As part of this, officials said work would be paused on the Lunar Gateway planned to orbit the Moon. Of the two elements that were furthest along, NASA also revealed that one of them—the Power and Propulsion Element—would be repurposed to serve as a core module for a nuclear-electric propulsion demonstration in deep space.
Less was said about the fate of the other major component, the Habitation and Logistics Outpost (HALO). This is the large pressurized module, 6.1 meters long, in which visiting astronauts would spend the majority of their time when visiting the Lunar Gateway. NASA has awarded contracts worth $1.1 billion to Northrop Grumman to design, build, and integrate the habitation module with the Power and Propulsion Element.

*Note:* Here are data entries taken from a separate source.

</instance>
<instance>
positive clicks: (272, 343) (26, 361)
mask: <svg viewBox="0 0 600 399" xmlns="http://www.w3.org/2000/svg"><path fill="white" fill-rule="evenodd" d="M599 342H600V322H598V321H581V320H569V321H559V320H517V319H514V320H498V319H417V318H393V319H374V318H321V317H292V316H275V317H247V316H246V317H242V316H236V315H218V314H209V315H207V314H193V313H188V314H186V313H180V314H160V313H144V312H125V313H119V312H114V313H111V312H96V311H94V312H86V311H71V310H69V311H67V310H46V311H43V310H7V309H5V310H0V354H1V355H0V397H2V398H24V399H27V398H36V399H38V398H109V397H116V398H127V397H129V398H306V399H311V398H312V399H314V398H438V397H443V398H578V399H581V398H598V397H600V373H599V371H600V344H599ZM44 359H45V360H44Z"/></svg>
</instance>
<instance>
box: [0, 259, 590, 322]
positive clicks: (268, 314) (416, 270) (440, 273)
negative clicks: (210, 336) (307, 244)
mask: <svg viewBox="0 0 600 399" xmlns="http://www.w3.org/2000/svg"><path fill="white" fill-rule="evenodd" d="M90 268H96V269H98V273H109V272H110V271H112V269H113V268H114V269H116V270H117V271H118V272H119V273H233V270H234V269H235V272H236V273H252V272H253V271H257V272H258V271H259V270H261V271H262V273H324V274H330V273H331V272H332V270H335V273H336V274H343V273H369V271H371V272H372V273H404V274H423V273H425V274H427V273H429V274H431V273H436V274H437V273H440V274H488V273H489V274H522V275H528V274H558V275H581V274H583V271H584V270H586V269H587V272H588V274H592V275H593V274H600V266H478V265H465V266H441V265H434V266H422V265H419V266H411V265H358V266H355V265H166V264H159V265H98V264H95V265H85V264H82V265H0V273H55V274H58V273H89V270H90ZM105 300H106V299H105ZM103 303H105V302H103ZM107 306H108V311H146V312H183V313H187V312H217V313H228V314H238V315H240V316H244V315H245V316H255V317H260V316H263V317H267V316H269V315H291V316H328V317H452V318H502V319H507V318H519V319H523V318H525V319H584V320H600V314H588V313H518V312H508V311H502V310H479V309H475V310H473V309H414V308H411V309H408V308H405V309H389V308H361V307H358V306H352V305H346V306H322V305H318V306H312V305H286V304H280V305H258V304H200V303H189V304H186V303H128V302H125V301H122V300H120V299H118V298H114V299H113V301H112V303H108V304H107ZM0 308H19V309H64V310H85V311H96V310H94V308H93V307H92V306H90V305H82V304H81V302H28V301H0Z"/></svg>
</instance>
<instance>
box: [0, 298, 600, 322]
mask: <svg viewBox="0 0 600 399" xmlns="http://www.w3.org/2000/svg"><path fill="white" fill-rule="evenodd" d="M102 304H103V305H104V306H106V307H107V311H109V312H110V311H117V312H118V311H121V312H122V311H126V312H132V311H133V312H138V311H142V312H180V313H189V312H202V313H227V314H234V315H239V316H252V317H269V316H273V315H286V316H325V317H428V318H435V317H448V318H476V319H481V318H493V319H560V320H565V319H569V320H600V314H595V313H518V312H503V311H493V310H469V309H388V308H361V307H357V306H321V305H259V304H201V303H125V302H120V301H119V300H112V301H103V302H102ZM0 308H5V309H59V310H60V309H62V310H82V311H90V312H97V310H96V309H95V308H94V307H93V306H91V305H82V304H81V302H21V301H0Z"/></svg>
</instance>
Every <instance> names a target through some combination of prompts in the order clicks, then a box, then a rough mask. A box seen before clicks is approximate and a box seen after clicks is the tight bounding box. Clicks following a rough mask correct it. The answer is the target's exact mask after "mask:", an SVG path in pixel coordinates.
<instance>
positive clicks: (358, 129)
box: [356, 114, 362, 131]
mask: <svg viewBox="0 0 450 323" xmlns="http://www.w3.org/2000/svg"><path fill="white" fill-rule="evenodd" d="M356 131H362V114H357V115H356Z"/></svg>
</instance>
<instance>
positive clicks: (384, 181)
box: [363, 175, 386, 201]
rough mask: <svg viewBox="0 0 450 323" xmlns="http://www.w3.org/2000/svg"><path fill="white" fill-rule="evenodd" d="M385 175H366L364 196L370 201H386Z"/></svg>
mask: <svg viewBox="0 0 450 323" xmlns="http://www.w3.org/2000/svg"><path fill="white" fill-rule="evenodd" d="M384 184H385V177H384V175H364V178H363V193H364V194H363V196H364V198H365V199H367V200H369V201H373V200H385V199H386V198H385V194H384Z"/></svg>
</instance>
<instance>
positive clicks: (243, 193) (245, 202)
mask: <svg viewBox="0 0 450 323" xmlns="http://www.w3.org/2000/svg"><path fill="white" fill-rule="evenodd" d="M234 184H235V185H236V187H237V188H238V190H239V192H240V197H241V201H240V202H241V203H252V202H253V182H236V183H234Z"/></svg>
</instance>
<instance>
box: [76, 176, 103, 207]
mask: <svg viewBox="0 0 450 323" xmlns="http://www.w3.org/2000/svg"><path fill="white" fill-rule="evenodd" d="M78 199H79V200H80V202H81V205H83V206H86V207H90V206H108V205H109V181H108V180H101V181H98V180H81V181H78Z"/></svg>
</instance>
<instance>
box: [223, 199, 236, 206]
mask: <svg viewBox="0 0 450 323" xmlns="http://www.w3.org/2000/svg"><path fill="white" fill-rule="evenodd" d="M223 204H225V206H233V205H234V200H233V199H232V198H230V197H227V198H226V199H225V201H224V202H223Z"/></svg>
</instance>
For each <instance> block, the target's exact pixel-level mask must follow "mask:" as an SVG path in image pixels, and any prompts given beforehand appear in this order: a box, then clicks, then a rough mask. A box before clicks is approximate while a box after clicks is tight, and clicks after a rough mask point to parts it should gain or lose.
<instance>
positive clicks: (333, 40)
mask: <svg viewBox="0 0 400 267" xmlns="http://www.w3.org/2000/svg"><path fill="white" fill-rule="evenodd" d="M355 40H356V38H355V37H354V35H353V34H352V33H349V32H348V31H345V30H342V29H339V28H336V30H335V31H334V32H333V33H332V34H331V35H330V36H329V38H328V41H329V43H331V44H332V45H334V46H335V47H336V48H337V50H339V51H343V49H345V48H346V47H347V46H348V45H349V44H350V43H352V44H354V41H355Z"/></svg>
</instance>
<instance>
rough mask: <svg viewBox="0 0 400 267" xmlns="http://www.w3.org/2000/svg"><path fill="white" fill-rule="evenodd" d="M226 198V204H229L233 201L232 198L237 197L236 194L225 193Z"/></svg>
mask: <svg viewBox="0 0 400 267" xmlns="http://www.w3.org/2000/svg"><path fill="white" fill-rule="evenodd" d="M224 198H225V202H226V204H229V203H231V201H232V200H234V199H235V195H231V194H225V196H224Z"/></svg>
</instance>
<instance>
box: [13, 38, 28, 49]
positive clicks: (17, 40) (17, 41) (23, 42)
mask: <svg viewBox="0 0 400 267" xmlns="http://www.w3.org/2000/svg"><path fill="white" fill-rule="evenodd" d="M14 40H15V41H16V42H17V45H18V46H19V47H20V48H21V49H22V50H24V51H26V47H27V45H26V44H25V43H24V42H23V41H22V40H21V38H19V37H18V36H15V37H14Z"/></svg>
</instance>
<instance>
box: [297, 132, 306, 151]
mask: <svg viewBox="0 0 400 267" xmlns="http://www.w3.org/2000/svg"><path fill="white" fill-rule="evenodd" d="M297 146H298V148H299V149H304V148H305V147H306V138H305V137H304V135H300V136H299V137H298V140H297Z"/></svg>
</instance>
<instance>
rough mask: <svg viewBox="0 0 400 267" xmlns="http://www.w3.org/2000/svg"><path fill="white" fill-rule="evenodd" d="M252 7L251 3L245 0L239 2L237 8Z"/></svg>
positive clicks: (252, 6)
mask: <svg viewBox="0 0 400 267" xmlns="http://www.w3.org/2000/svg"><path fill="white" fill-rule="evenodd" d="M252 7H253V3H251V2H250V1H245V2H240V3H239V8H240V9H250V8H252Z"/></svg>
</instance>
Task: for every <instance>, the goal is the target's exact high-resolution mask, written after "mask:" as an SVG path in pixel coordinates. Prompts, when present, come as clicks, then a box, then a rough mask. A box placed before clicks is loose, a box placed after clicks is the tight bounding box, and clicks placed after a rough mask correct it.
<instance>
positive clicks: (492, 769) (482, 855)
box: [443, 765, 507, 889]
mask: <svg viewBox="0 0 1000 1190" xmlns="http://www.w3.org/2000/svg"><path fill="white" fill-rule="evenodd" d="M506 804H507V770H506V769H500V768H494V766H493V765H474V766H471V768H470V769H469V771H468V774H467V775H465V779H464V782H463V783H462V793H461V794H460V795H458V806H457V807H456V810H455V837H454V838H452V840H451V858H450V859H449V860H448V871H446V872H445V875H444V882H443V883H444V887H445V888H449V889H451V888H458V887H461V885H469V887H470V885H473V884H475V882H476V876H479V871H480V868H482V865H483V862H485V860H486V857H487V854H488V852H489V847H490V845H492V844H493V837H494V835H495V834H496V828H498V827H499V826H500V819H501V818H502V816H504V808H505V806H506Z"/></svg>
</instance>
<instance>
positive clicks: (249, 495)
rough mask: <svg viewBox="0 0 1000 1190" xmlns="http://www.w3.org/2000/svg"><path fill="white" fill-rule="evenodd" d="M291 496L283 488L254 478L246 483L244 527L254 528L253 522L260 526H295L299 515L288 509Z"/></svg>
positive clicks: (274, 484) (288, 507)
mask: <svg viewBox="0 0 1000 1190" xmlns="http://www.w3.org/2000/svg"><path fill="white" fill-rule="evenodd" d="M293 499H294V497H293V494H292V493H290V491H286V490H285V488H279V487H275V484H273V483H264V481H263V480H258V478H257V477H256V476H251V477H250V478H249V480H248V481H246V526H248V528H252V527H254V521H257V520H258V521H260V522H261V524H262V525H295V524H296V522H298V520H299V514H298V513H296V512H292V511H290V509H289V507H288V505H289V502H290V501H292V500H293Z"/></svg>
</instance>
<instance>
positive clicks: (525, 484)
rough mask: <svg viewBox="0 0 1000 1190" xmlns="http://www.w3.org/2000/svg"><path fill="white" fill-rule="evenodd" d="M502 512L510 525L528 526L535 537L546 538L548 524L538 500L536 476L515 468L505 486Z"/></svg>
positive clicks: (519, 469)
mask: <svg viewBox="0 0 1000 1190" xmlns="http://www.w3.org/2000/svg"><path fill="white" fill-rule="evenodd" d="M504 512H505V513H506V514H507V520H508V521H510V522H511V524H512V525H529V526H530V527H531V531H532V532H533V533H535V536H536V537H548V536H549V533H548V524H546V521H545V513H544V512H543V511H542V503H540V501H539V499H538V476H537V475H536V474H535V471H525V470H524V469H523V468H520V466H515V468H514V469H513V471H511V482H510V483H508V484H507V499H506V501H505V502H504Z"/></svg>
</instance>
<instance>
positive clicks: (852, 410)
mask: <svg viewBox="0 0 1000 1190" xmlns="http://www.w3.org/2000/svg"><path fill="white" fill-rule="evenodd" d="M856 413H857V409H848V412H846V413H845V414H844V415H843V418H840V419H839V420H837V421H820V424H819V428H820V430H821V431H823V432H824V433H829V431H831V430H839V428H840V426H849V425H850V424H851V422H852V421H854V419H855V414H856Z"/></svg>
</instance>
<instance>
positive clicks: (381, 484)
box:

After the NASA announcements in March, Northrop Grumman began lobbying NASA and others to include the HALO module as part of NASA’s Moon Base plans. However, Ars has learned this is now unlikely to happen.
Last week, a key contractor for the HALO module, Paragon Space Development Corp., was told to stop working on the space vehicle, two sources told Ars. In 2022, Paragon received a contract worth more than $100 million to develop the life-support system for HALO.
NASA and Northrop find other projects
Publicly, no one is confirming the stop-work order or that this is the end of the line for HALO.
“HALO can be repurposed for a variety of lunar missions and it’s the most mature technology to support a deep space or lunar habitat,” a Northrop Grumman spokesperson told Ars. “Northrop Grumman and our supplier partners will continue to work with NASA as they explore how to best utilize these resources.”
However, the spokesperson added that most Northrop employees affected by any changes to HALO could be reassigned to other positions. “We are reassigning most affected employees across existing opportunities and programs within our Space portfolio,” the spokesperson added.
Two sources also indicated that the decision to stop development of the HALO module has not caused a rift between NASA and one of its major contractors. “NASA has come to good terms with Northrop on how they’re going to contribute to the Moon base,” a space agency source said.
It is unclear why work on HALO has stopped now. Possibly, NASA decided it did not need the large module for the lunar surface. Fully outfitted, the HALO module has a mass of 8 or 9 metric tons. This is a large mass to get to the lunar surface, and may be inconsistent with NASA’s walk-before-you-can-run approach to developing lunar surface hardware. It’s also possible that the corrosion issue observed with HALO will take more time and cost too much to remediate.
Regardless, the HALO work stoppage is another nail in the coffin of the Lunar Gateway, as if the project were not dead enough already.